Rockliff reportedly began discussions with elected independents and Jacqui Lambie Network (JLN) candidates to form a Liberal minority government. On 10 April, the Liberal Party and Jacqui Lambie Network announced an agreement had been reached for the latter to provide confidence and supply to the government.
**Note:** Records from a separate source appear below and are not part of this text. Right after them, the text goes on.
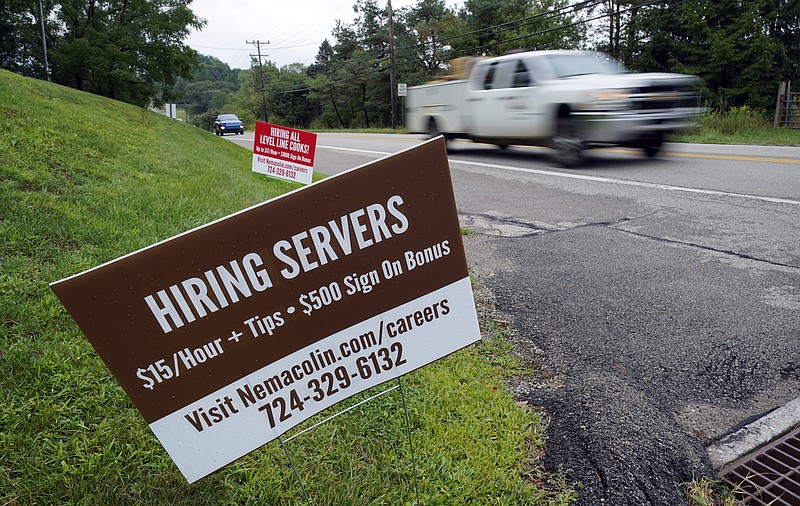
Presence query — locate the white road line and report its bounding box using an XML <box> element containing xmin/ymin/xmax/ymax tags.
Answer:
<box><xmin>317</xmin><ymin>145</ymin><xmax>800</xmax><ymax>206</ymax></box>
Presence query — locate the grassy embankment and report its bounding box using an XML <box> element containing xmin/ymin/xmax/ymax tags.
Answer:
<box><xmin>0</xmin><ymin>70</ymin><xmax>574</xmax><ymax>505</ymax></box>
<box><xmin>670</xmin><ymin>107</ymin><xmax>800</xmax><ymax>146</ymax></box>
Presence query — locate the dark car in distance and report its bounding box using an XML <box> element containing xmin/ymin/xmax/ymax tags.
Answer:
<box><xmin>214</xmin><ymin>114</ymin><xmax>244</xmax><ymax>135</ymax></box>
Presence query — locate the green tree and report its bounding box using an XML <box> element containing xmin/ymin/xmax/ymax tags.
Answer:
<box><xmin>51</xmin><ymin>0</ymin><xmax>204</xmax><ymax>106</ymax></box>
<box><xmin>395</xmin><ymin>0</ymin><xmax>457</xmax><ymax>78</ymax></box>
<box><xmin>267</xmin><ymin>63</ymin><xmax>312</xmax><ymax>128</ymax></box>
<box><xmin>628</xmin><ymin>0</ymin><xmax>800</xmax><ymax>111</ymax></box>
<box><xmin>450</xmin><ymin>0</ymin><xmax>584</xmax><ymax>56</ymax></box>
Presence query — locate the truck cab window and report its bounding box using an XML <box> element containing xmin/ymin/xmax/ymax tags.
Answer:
<box><xmin>483</xmin><ymin>62</ymin><xmax>497</xmax><ymax>90</ymax></box>
<box><xmin>511</xmin><ymin>60</ymin><xmax>531</xmax><ymax>88</ymax></box>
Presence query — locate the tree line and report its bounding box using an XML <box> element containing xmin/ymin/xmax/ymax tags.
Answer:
<box><xmin>0</xmin><ymin>0</ymin><xmax>800</xmax><ymax>128</ymax></box>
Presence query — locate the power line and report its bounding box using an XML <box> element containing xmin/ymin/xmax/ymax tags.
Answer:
<box><xmin>275</xmin><ymin>0</ymin><xmax>676</xmax><ymax>94</ymax></box>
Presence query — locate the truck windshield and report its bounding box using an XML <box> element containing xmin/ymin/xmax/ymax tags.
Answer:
<box><xmin>548</xmin><ymin>54</ymin><xmax>628</xmax><ymax>79</ymax></box>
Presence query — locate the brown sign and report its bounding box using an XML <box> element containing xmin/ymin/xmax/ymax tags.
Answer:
<box><xmin>52</xmin><ymin>139</ymin><xmax>479</xmax><ymax>481</ymax></box>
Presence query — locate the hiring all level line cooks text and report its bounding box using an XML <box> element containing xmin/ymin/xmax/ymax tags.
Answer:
<box><xmin>144</xmin><ymin>195</ymin><xmax>409</xmax><ymax>333</ymax></box>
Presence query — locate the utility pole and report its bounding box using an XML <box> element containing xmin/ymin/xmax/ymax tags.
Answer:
<box><xmin>246</xmin><ymin>40</ymin><xmax>269</xmax><ymax>121</ymax></box>
<box><xmin>39</xmin><ymin>0</ymin><xmax>50</xmax><ymax>81</ymax></box>
<box><xmin>386</xmin><ymin>0</ymin><xmax>397</xmax><ymax>130</ymax></box>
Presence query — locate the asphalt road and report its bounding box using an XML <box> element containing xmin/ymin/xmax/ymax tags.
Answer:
<box><xmin>225</xmin><ymin>134</ymin><xmax>800</xmax><ymax>506</ymax></box>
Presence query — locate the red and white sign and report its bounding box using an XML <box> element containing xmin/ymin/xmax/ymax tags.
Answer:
<box><xmin>253</xmin><ymin>121</ymin><xmax>317</xmax><ymax>184</ymax></box>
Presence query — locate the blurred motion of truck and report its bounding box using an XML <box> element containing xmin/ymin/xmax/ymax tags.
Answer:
<box><xmin>406</xmin><ymin>51</ymin><xmax>702</xmax><ymax>166</ymax></box>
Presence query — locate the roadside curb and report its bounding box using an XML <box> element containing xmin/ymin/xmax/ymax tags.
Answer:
<box><xmin>706</xmin><ymin>397</ymin><xmax>800</xmax><ymax>469</ymax></box>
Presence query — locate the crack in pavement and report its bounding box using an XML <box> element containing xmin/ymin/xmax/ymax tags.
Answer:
<box><xmin>610</xmin><ymin>225</ymin><xmax>800</xmax><ymax>270</ymax></box>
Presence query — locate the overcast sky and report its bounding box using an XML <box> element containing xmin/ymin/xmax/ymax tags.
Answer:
<box><xmin>186</xmin><ymin>0</ymin><xmax>428</xmax><ymax>69</ymax></box>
The second Rockliff ministry was sworn in by Governor Barbara Baker the following day, as Rockliff revealed independent MP David O'Byrne had provided a written assurance of confidence and supply votes in parliament, thereby enabling the re-elected government to take office. Letters of confidence and supply assurances were signed by O'Byrne and another independent MP, Kristie Johnston, and were released to the public on 24 April 2024. This gave the Liberal government 19 votes out of 35 in parliament to govern.

The JLN-Liberal arrangement lasted in its original form for only four months, as two of the JLN MPs, Rebekah Pentland and Miriam Beswick, were expelled from the party by party leader Jacqui Lambie, who alleged the two MPs no longer represented the "values of accountability, transparency and integrity". Both Pentland and Beswick stated they intended to remain in parliament as independents and later signed a new confidence and supply agreement with the government.

On 16 September 2024, the sole remaining member of the JLN in parliament, Andrew Jenner, confirmed he was not signing a confidence and supply deal with the Liberal government after the last one fell through.